Just wanted to post a quick update….and more so mental-word-vomit to clear some space in my mind. Amidst all of the fancy product reviews and epic race reports, when the super mom cape and sneakers come off, there is real life. Real, dirty, not always fabulous life. And sometimes, I just need to write about it.
To say this past week of my life was “busy” would be an understatement. More like it was a “blur” of awesomeness, heartache, opportunity, and exhaustion, that in the end is nothing but good, just simply overwhelming good. .
But let’s start with the fabulous: Tuesday I flew from Boston to Atlanta, and Atlanta to San Diego. As a guest of the awesome Merrell , I was flown out to film some promotional stuff (which I can NOT wait to see!) . It was something I had only dreamt of doing, and it absolutely exceeded my expectations. A chance to share something I love, something I am so passionate about, with thousands, heck, millions of people. The WORLD. Unreal. Wednesday was 12 hours of filming on beautiful Southern California trails. Trail running and training. I was in heaven. Everyone on set was so patient, and so incredibly nice. I can’t say thank you enough to Merrell for their hospitality and the amazing opportunity!

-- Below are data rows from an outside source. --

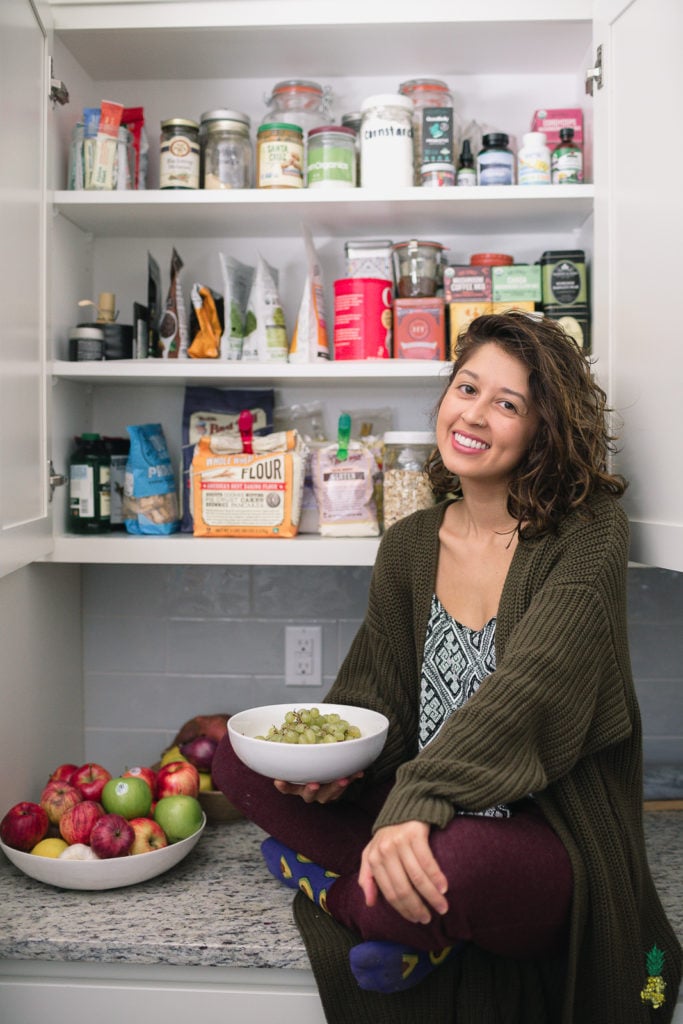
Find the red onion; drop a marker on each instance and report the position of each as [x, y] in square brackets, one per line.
[200, 752]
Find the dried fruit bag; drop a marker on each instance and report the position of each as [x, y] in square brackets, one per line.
[150, 501]
[239, 493]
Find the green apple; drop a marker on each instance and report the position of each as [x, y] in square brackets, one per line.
[131, 798]
[179, 816]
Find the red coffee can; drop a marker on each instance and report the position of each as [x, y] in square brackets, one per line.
[363, 318]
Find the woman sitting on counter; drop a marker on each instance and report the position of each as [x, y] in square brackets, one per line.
[491, 865]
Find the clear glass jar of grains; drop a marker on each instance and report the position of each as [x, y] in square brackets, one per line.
[226, 150]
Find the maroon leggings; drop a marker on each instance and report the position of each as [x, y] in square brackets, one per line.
[509, 879]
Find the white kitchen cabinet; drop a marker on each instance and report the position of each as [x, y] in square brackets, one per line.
[180, 58]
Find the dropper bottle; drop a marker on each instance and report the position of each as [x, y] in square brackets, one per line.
[466, 173]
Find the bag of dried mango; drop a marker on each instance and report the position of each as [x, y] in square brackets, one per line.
[237, 493]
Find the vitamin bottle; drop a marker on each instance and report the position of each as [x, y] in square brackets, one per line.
[566, 161]
[89, 494]
[534, 160]
[496, 163]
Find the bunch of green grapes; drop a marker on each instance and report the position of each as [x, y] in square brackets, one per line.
[307, 726]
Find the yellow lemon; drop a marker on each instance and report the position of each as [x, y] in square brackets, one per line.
[172, 754]
[49, 847]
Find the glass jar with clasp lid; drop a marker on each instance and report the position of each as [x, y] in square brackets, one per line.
[226, 150]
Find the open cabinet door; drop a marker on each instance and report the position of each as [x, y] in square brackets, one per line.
[26, 531]
[638, 297]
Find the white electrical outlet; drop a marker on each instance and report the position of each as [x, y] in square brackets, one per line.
[303, 655]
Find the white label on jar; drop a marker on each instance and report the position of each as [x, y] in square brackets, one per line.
[179, 164]
[280, 164]
[496, 168]
[386, 154]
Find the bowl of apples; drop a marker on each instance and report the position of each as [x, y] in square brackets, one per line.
[122, 838]
[307, 744]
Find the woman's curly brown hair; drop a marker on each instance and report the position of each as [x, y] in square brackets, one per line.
[566, 462]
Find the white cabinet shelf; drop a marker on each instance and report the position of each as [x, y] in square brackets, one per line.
[182, 549]
[428, 212]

And I can’t wait to show you all what we did.
|This has nothing to do with this blog post, other than it is seriously the *only* picture I took in California. It was that hectic (in a good way!)|
The blessings and opportunities that have come from this blog never cease to amaze me. Even if it all ended tomorrow, I would forever be grateful (though I really hope this is just the beginning of bigger things to come!). Sometimes it still all seems like a dream…
Thursday was right back on the plane. San Diego to Minneapolis, Minneapolis to Boston, Boston to New Hampshire. Slept a few hours, then packed the kids and drove to Fredricksburg VA. Dropped them off with their dad for their first real (and long) visit. Am I an emotional wreck? You betchya. Am I happy to know that my boys were SO excited to be with their father, and he seemed equally as excited to be with them? Totally. Things are far from perfect as far as the joint parenting situation goes, but at the end of the day, it makes me happy to know there is still plenty of love between the three of them. After all, that’s all that *really* matters in the end, right?
Meanwhile, I face 3 weeks alone. I’ll admit, I had been looking forward to the break, but not 2 hours after I dropped them off, I found myself ridiculously emotional about the whole thing, and not simply because I will miss the kids. Having myself grown up in a family with two parents who have been married since dinosaurs roamed the earth (just kidding mom!) and grandparents married since the beginning of time, this whole “split family” thing is so surreal and uncharted territory for me. Part of me mourns the fact that *my* kids won’t have the opportunity to grow up seeing both of their parents everyday. I realize that these days, blended families and divorced parents are the norm, but I can’t force the idea that this isn’t how it’s supposed to be out of my mind. Clearly, I never in a million years imagined that would be a possibility in my life. I can’t help but feel like I have failed my children in this aspect. But then the other part of me knows that both of their parents are much happier now. Healthier now. And besides, now there is the opportunity for them to have even MORE people in their lives that love them. A blessing in disguise.
So in a combination effort to distract myself from missing my babies and take advantage of all of this free time on my hands, I dub the next three weeks “Heather/Spartan training camp.” No excuses, no distractions. And a chance to focus on me. Believe me, I’m an ever-changing work in progress. But with the big Spartan Ultra Beast looming, the timing is simply perfect. They say it takes 21 days to create a habit, so I plan to get in the habit of kicking some serious a$$.